Conclusion and implications

The new era involves enormous amounts of data, which should be fully utilized for the advancement and enhancement of traditional systems in many sectors, especially in education. This study involved a bibliometric analysis of 250 publications regarding education big data and learning analytics. The increasing number of publications involving education big data and learning analytics publications during the past 10 years, from 2012 until 2021, implies that the importance of both of these topics has been acknowledged.
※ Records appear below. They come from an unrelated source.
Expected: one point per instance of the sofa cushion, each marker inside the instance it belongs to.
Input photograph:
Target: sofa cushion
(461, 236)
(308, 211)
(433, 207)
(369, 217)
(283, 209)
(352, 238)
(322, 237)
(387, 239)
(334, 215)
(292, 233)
Most of the relevant journals were published by IEEE, which has made a significant contribution to the field of education big data and learning analytics. Moreover, the most productive author to date is Ben Williamson, currently affiliated with the University of Edinburgh, UK, with a total of 1700 citations since his first publication in this area in 2007. Moreover, this study also found that the United States, with a total of 59 publications, is the most significant country in the area of education big data and learning analytics research, with its most prolific institution being City College of New York. The United States also had the highest total link strength of co-authorship on education big data and learning analytics. Since the United States is a big country, its exposure of the importance of using education big data and learning analytics worldwide is highly significant. “Big Data” and “Learning Analytics” were the keywords with the highest occurrence in most of the publications analyzed in this study. Most of the journals used these two keywords to explain details about education big data and learning analytics research. Computer Science and Social Sciences appear to be the most important subject areas regarding education big data and learning analytics. Both of these areas play important parts in making full use of the benefits of education big data and learning analytics. Other sectors were also involved, such as engineering, mathematics, art and humanities, psychology, and many more.

The main conclusion that can be drawn from this study is that big data and learning analytics are currently important skills to be maneuvered. Both big data and learning analytics could bring many significant benefits, such as improving the e-learning environment, understanding learners’ behavior, advancement in learning strategies, and many more. Learning techniques can be enhanced to achieve the best structured analytical strategy by employing learning analytics. This future trend of manipulating big data and learning analytics is certainly growing, especially in the field of education. In the future, new teaching and learning impacts gained from education big data and learning analytics could escalate the trend of personalized learning, predictive analytics, and adaptive learning, and enable data-driven decision-making. Throughout the upcoming years, education big data and learning analytics will remain significant in the field of education.

Limitations

One of the limitations of this study is regarding limited information access, as it only used Scopus to identify publications to undergo bibliometric analysis. Other databases, such as Springer Link, IEEE Xplore Digital Library, or Web of Science, might have provided different insights and produced different results. In addition, the results of this research could also have been narrowed down and thus been more accurate if more specific keywords had been used in the analysis. The keywords used were “Education Big Data” and “Learning Analytics”. The depth of analysis could also have been increased if more keywords regarding education big data and learning analytics had been used, such as “Big Data Analytics”, “Educational Data Mining”, “Deep Learning,” and many more.